Replicating BigQuery to Fabric

A recent engagement required replicating some DW tables from Google BigQuery to a Fabric Lakehouse. We considered the Fabric mirroring feature (back then in private preview, now publicly available) and learned some lessons along the way:

1. 400 Error during replication configuration – Caused by attempting to use a read-only GBQ dataset that is linked to another GBQ dataset but the link was broken.

2. Internal System Error – Again caused by GBQ linked datasets which are read-only. Fabric mirroring requires GBQ change history to be enabled on tables so that it can track changes and only mirror incremental changes after first initial load.

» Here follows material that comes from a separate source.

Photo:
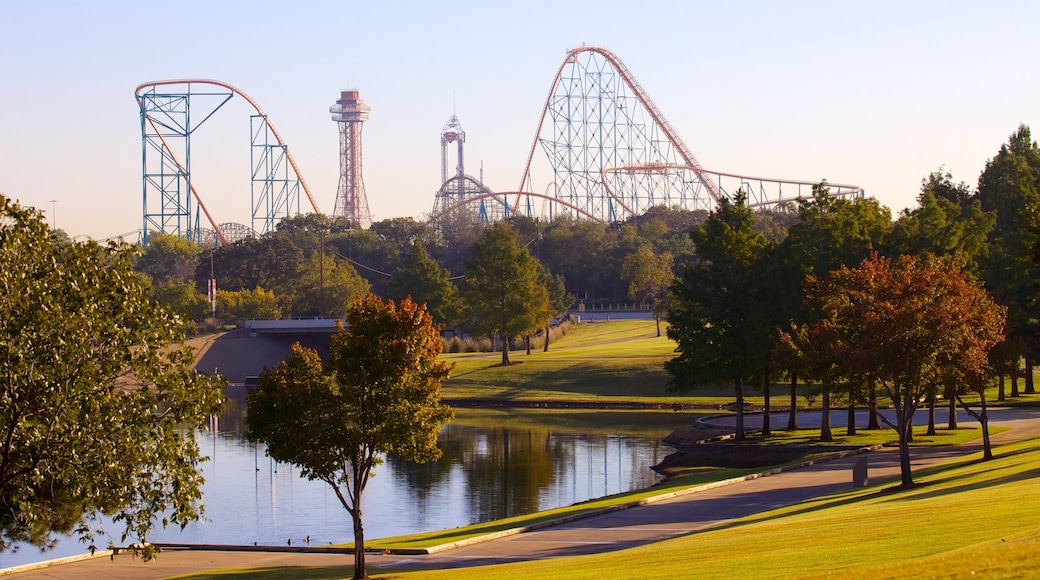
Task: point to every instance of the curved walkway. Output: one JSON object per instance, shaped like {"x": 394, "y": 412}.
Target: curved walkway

3 (Showstopper) The two permissions that raised security red flags are bigquery.datasets.create and bigquery.jobs.create. To grant those permissions, you must assign one of these BigQuery roles:

• BigQuery Admin

• BigQuery Data Editor

• BigQuery Data Owner

• BigQuery Studio Admin

• BigQuery User

All these roles grant other permissions and the client was cautious about data security. At the end, we end up using a nightly Fabric Copy Job to replicate the data.

In summary, the Fabric Google BigQuery built-in mirroring could be useful for real-time data replication. However, it relies on GBQ change history which requires certain permissions. Kudos to Microsoft for their excellent support during the private preview.